Closed eric-czech closed 4 years ago
For future reference, the variant info threshold (.8) alone results in a reduction of variants like this for 3 chromosomes:
chrom | variants before | variants after |
---|---|---|
XY | 45906 | 15858 |
22 | 1255683 | 365260 |
21 | 1261158 | 364796 |
That's an average around 30% of variants that are kept.
The code for this now works in two stages, first the variant info filter is applied to create a more generically applicable dataset (that is 30% as big as the original bgen) and then the remaining NealeLab QC filters are applied to create analysis-ready datasets for each chromosome.
# rechunked bgen in optimized representation
40.12 GiB gs://rs-ukb/prep/gt-imputation/ukb_chr21.zarr
# After variant info filter (30% as many variants)
141.78 GiB gs://rs-ukb/prep/gt-imputation-qc/ukb_chr21.zarr
# After all other QC filters
72.86 GiB gs://rs-ukb/pipe/nealelab-gwas-uni-ancestry-v3/input/gt-imputation/ukb_chr21.zarr
I'm not yet sure why the sizes of the archives with so many fewer variants are ballooning like this.
This process is now described well by https://github.com/related-sciences/ukb-gwas-pipeline-nealelab/blob/f997a5f627a1f0be122528e99ebd089823ce14ac/rules/gwas_pipeline.smk.
This can be closed once I'm certain there isn't some particularly wasteful variable or poor configuration setting that is leading to such large resulting archives.
Removing the genotype probability array from the final post-QC archive reduces the size to about half of the original, rather than being ~70% larger. Compression is present so this is the only way to get the size down, and it should be fine since only dosages are required in subsequent steps.

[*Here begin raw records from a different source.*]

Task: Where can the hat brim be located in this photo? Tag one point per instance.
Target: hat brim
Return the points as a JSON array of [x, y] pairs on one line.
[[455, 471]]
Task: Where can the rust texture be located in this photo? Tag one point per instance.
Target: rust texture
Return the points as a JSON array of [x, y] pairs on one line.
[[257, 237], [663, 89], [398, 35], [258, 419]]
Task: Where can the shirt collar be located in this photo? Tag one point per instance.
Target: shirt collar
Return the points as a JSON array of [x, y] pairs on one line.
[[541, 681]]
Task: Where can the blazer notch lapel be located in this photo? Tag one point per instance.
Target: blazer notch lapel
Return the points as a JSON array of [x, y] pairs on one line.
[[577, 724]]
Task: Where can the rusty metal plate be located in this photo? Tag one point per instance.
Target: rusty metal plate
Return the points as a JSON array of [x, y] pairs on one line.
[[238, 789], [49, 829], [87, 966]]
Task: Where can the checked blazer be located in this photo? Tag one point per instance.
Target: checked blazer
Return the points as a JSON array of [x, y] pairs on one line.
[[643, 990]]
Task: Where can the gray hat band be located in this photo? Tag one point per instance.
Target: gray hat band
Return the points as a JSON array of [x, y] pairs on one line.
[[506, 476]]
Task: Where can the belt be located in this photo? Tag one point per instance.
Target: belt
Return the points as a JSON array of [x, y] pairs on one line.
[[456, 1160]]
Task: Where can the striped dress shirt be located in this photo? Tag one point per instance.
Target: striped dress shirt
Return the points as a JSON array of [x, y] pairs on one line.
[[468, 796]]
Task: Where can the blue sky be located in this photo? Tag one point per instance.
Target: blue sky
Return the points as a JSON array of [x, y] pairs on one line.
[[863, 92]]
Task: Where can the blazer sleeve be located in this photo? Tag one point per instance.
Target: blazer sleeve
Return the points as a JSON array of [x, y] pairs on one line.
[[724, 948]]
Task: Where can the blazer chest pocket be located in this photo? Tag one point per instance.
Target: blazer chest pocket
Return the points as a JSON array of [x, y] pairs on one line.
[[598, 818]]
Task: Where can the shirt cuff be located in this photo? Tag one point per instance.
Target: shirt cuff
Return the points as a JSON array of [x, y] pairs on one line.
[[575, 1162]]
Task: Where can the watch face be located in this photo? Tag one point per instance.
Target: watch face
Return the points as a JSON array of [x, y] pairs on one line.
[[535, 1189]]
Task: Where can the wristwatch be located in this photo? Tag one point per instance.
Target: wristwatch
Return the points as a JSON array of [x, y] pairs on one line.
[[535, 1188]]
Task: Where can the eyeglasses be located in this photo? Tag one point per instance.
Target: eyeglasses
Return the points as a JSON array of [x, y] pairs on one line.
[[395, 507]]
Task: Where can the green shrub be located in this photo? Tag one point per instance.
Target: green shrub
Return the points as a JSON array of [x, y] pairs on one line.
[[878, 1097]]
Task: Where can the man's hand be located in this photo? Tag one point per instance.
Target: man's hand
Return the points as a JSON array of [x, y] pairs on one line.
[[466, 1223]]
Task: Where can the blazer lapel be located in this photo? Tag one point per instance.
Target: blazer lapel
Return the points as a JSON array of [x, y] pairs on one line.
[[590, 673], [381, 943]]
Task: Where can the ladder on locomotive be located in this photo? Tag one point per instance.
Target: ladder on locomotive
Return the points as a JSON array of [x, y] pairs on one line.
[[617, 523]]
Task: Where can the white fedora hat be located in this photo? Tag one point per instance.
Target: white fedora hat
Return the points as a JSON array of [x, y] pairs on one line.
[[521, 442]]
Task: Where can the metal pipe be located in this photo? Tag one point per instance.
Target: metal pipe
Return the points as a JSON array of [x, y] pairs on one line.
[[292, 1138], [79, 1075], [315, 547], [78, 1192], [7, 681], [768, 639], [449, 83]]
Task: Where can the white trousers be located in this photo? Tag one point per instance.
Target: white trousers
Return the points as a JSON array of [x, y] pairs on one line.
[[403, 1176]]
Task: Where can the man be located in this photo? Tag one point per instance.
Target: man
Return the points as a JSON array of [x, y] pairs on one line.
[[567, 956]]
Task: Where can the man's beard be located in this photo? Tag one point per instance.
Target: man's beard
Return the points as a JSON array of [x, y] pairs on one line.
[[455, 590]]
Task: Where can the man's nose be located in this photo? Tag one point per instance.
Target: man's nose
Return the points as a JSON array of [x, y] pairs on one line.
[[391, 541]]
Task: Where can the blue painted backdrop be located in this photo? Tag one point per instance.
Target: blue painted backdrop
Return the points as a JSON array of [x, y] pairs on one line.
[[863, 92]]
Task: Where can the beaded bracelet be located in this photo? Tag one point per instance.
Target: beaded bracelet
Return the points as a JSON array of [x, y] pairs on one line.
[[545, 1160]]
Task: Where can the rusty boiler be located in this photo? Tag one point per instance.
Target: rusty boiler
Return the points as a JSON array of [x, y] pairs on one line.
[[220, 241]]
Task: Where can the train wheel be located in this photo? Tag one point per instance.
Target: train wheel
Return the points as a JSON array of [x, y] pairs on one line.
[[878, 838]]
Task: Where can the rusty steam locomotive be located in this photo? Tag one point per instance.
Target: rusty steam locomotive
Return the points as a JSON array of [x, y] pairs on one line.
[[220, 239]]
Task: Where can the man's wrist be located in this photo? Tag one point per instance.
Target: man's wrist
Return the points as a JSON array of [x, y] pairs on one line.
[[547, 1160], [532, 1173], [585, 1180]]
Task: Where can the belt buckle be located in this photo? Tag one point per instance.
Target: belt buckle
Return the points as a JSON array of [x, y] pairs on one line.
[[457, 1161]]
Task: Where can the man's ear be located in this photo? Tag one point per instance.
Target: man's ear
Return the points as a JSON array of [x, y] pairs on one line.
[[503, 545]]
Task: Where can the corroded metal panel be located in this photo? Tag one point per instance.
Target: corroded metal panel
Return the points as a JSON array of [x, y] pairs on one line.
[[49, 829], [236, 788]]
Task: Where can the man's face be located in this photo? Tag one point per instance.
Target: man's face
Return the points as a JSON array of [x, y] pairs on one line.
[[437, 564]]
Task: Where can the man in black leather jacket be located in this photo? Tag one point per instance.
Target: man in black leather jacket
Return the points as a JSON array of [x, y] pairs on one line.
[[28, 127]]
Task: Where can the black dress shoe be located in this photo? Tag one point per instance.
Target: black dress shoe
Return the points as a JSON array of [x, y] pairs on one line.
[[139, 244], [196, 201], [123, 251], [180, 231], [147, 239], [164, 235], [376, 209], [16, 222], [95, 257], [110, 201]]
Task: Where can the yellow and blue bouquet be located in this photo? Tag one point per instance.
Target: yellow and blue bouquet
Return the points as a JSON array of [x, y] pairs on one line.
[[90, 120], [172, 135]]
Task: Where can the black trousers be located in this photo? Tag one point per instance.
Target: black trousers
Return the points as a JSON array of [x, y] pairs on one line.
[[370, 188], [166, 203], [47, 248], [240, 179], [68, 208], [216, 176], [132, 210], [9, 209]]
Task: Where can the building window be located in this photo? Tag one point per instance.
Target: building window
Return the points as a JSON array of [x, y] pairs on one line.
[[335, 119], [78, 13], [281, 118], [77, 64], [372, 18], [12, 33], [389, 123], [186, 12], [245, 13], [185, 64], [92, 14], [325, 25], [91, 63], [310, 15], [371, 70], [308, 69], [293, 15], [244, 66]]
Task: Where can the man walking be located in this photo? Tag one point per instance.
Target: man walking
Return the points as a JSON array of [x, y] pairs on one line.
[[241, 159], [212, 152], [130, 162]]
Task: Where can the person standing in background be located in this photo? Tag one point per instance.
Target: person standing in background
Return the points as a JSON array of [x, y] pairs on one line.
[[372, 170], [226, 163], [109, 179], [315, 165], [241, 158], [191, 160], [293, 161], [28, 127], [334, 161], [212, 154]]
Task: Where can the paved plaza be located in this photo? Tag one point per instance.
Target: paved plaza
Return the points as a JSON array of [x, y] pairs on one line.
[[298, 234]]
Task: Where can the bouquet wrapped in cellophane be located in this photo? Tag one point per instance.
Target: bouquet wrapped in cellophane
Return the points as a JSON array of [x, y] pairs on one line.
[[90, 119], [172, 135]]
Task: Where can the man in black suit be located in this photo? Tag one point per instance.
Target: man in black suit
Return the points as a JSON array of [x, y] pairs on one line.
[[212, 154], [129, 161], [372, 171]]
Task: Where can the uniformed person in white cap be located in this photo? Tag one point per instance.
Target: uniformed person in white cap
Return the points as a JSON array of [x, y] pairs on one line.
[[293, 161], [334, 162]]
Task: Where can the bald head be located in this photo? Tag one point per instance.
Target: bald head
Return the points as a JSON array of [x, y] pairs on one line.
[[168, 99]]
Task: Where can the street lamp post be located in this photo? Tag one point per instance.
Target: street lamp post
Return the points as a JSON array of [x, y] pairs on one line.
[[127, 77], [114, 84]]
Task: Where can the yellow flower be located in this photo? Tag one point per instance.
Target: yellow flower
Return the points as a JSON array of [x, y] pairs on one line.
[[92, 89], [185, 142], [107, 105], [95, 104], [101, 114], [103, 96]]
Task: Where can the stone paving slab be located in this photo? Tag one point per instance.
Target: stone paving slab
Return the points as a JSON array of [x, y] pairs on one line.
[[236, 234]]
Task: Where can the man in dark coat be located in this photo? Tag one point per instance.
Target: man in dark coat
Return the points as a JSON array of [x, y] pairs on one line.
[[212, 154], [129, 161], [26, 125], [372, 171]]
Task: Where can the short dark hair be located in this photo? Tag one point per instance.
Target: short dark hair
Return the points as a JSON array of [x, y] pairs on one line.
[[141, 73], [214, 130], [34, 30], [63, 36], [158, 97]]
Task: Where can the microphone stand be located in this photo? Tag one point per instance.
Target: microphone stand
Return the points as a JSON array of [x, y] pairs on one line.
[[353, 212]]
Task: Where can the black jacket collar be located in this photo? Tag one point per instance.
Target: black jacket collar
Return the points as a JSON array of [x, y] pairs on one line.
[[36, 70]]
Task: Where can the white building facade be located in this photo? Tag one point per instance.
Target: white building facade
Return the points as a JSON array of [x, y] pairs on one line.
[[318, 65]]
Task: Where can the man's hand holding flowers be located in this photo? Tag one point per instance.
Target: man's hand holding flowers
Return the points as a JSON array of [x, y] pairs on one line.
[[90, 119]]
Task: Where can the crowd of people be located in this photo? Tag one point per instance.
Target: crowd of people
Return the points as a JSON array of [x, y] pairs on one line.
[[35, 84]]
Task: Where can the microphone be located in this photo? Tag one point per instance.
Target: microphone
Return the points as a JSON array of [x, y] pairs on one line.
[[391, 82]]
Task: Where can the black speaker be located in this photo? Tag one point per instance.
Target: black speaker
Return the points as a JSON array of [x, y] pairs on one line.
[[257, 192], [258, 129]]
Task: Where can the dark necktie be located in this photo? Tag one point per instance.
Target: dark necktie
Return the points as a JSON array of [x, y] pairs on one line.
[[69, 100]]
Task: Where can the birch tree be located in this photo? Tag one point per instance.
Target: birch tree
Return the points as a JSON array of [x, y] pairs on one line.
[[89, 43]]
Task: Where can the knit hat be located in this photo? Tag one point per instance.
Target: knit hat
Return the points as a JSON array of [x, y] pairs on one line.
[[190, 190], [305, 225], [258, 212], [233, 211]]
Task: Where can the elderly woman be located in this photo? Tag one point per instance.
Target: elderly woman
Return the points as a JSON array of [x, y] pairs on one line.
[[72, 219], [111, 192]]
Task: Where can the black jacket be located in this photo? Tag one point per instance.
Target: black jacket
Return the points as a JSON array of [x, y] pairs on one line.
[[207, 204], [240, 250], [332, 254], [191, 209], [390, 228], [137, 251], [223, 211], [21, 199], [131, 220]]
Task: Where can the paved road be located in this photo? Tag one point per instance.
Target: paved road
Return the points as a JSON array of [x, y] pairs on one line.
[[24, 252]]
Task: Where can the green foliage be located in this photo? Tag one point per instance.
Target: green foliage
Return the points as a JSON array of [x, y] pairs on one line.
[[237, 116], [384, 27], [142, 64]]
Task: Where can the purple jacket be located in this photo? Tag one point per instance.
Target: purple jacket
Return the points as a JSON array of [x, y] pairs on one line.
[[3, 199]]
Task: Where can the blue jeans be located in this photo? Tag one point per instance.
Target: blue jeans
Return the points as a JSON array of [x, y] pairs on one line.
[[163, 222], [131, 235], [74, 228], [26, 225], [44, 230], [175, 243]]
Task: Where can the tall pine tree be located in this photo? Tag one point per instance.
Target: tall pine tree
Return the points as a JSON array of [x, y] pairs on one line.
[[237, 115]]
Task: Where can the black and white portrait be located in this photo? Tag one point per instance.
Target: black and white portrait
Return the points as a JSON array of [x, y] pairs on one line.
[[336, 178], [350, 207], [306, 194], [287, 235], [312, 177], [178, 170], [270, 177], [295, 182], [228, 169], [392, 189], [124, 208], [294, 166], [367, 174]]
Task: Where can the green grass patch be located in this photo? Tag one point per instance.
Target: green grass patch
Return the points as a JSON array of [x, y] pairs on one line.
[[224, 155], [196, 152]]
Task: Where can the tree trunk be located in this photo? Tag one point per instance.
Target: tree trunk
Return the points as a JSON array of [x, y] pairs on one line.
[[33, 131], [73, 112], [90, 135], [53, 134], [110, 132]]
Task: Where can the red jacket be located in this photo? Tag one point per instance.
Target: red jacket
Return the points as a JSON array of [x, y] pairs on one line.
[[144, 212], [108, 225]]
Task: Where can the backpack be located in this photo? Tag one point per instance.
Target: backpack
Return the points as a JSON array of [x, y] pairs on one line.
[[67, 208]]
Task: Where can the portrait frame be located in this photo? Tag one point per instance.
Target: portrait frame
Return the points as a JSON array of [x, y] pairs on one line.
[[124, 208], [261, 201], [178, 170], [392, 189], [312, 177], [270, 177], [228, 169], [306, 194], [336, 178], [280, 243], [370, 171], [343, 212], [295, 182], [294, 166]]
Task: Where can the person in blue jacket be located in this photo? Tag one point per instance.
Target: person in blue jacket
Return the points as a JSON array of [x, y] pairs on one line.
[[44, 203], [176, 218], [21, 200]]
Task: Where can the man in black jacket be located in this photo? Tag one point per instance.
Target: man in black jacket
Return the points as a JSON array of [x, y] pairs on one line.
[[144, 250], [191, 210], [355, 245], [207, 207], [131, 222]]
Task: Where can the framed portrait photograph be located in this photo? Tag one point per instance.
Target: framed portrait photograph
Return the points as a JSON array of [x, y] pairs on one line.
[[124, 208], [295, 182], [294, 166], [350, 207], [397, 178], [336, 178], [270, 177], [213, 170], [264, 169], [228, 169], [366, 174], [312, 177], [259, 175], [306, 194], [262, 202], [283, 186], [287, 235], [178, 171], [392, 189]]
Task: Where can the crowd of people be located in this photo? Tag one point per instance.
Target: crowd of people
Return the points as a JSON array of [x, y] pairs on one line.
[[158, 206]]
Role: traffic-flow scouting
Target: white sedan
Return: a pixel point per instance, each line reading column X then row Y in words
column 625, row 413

What's the concern with larger file size?
The difference would be something close to 3.5T in GCS, which is cheap but virtually no effort to fix and there is no good reason to expand the scope of the use of that data. The prior archive in the flow (post variant info filter, pre all other filters) is the one that would likely be usable in another context.
After some further updates, the volume associated with the chr21 QC steps and GWAS are currently:
40.12 GiB gs://rs-ukb/prep/gt-imputation/ukb_chr21.zarr
22.39 GiB gs://rs-ukb/prep/gt-imputation-qc/ukb_chr21.zarr
25.35 GiB gs://rs-ukb/pipe/nealelab-gwas-uni-ancestry-v3/input/gt-imputation/ukb_chr21.zarr
182.75 MiB gs://rs-ukb/pipe/nealelab-gwas-uni-ancestry-v3/output/gt-imputation/ukb_chr21
It will be most cost-efficient to store a zarr equivalent to the bgen data as a project-agnostic dataset, but then apply the sample and variant QC filters to create a much smaller subset for downstream analysis. I am imagining a bucket structure like this:
An important decision point here though will be whether or not we keep the zarrs split up by contig or write them out as one big dataset. The autosome archives would merge easily but the X and XY data include differing numbers of samples. We could align them and export a unified dataset, but I think the simplest downstream usage in GWAS will involve a good bit of conditional logic for allosomes anyhow.
I don't actually see many advantages to doing the merge upfront -- we'll have more flexibility and afaik it will make little difference to dask whether array chunks come from one zarr or many.